A DDDAMS-based planning and control framework for surveillance and crowd control via UAVs and UGVs

• An effective and efficient control framework for UAV/UGV coordination is proposed.
• Agent-based simulation is used for planning as well as real-time control purposes.
• Filtering is used for UGV and UAV for tracking individuals and crowd, respectively.
• Motions of UAV/UGV are determined based on minimal distance and energy consumption.
• The framework is demonstrated for a hardware-in-the-loop simulation environment.

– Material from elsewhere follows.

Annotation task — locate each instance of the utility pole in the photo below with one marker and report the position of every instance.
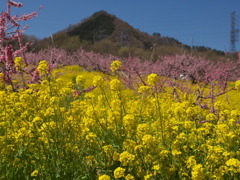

A dynamic data driven adaptive multi-scale simulation (DDDAMS) based planning and control framework is proposed for effective and efficient surveillance and crowd control via UAVs and UGVs. The framework is mainly composed of integrated planner, integrated controller, and decision module for DDDAMS. The integrated planner, which is designed in an agent-based simulation (ABS) environment, devises best control strategies for each function of (1) crowd detection (vision algorithm), (2) crowd tracking (filtering), and (3) UAV/UGV motion planning (graph search algorithm). The integrated controller then controls real UAVs/UGVs for surveillance tasks via (1) sensory data collection and processing, (2) control command generation based on strategies provided by the decision planner for crowd detection, tracking, and motion planning, and (3) control command transmission via radio to the real system. The decision module for DDDAMS enhances computational efficiency of the proposed framework via dynamic switching of fidelity of simulation and information gathering based on the proposed fidelity selection and assignment algorithms. In the experiment, the proposed framework (involving fast-running simulation as well as real-time simulation) is illustrated and demonstrated for a real system represented by hardware-in-the-loop (HIL) real-time simulation integrating real UAVs, simulated UGVs and crowd, and simulated environment (e.g. terrain). Finally, the preliminary results successfully demonstrate the benefit of the proposed dynamic fidelity switching concerning the crowd coverage percentage and computational resource usage (i.e. CPU usage) under cases with two different simulation fidelities.